May flights of angels…

While I don’t really have very strong feelings about whether or not we should have a monarchy now, I do believe that if you’re going to have one, then ours has been about as good as you could get! It’s not at all clear to me that countries that have got rid of theirs have, as a rule, received something much better in exchange.

So with that in mind, and being aware of history in the making, I settled down to watch some of Her Majesty’s funeral today, and got hooked… and gosh, it was rather well done, wasn’t it? It’s very pleasing to think that, after recent embarrassments like Brexit and Boris, there are some things of which we as a nation can still be proud. The combined ranks of the BBC, the Crown, the Church of England and Their Majesties’ Armed Forces can pull off some impressive stuff when they set their minds to it.
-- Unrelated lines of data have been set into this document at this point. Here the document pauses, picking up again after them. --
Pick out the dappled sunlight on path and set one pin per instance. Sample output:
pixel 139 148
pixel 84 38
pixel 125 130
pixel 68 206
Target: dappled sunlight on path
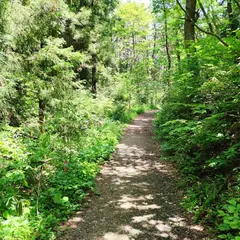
pixel 138 195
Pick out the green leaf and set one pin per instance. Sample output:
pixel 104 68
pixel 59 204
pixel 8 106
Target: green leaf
pixel 6 214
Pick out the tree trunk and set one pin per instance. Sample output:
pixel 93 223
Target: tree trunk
pixel 166 36
pixel 94 74
pixel 189 30
pixel 206 16
pixel 41 115
pixel 233 23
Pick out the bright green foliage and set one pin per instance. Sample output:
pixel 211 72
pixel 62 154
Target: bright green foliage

My mind, of course, also kept drifting to the technical achievements. The wonderful camera angles, with no other cameras in view. The enormously long but very slow zooms vertically down from the ceiling of the Abbey. The shallow depth of focus on the jewels atop the crown. The very great depth of focus over Winston Churchill’s shoulder as his statue looked down on the passers-by below. The synchronisation of marching video and drum-beat audio, when the cameras must often have been far enough away to delay the audio by a noticeable amount. (I realised after a while they probably had radio mics near the drummers so as to transmit the audio at the speed of light instead.) It’s hard enough for most of us just getting the audio levels right when recording a single bagpiper. To pull off this kind of production at any time is quite a feat, but to do it live, spread across an entire capital, and pretty much flawlessly… well, count me impressed. If the Duke of Norfolk didn’t already have a duchy, he would have deserved one for organising this! But this was mostly the achievement of thousands of anonymous and very skilled people.

Then I wondered, too, how many bytes of data iPlayer had to cope with today, and took my hat off again to whomever was responsible for keeping those millions(?) of livestreams going for hours on end. It really wouldn’t have been the time for unexpected network load to crash your routers, or for sudden reboots caused by unexpected software updates. I bet the technical team are breathing a sigh of relief tonight!
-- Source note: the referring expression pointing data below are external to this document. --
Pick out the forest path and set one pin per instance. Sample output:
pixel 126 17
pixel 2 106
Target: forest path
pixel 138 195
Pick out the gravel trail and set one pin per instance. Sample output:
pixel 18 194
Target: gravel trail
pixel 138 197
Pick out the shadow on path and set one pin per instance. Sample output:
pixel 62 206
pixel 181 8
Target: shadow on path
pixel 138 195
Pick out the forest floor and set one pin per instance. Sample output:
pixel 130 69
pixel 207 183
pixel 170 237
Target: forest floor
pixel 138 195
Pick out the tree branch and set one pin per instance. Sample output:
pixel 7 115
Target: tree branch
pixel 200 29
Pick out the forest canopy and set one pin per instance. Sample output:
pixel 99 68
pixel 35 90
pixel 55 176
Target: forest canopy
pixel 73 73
This was the first occasion I had actually sat down and watched any live TV in a very long time. The last time, I think, might have been when the armoured cars started rolling into Iraq in search of those weapons of mass destruction… So that would have been… 2003… nearly 20 years ago. Gosh again! I do watch lots of things on a television screen, but they’re almost all movies, or recordings or streamings of shows that other people discovered a decade ago and we’re only just getting around to binge-viewing now! We’ve been in this house for five years and I haven’t got around to connecting the TV to the aerial yet, so we watched today’s events on iPlayer — which was probably higher resolution anyway — and it looked fabulous rendered by AppleTV on our nice 4K TV.
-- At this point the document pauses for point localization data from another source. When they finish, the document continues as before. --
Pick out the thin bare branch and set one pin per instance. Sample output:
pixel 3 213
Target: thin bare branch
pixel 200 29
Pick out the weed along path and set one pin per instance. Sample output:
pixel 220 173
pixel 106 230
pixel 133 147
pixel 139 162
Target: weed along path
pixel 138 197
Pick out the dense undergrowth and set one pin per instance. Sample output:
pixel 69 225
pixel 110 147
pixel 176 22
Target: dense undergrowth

And that’s remarkable in itself. The last event of its kind — the funeral of George VI — was the first royal procession to be broadcast on television. Grainy, black-and-white, low-resolution cathode-ray-tube- & valve-powered television… and so few people owned a receiver then that almost everybody would have had to follow in audio-only form on the radio, and then read about it a day or two later in the papers. How things have changed, in one reign.

I wish King Charles a long and happy life, but when his time does eventually come, I expect we’ll be viewing it in some sort of fully-immersive holographic projection. Though, as my friend Tim pointed out when I suggested it on Twitter, fully-immersive holographic projection will probably turn out to be just a fad. Remember 3D TV?

But in either case, I hope it’s still produced by the BBC.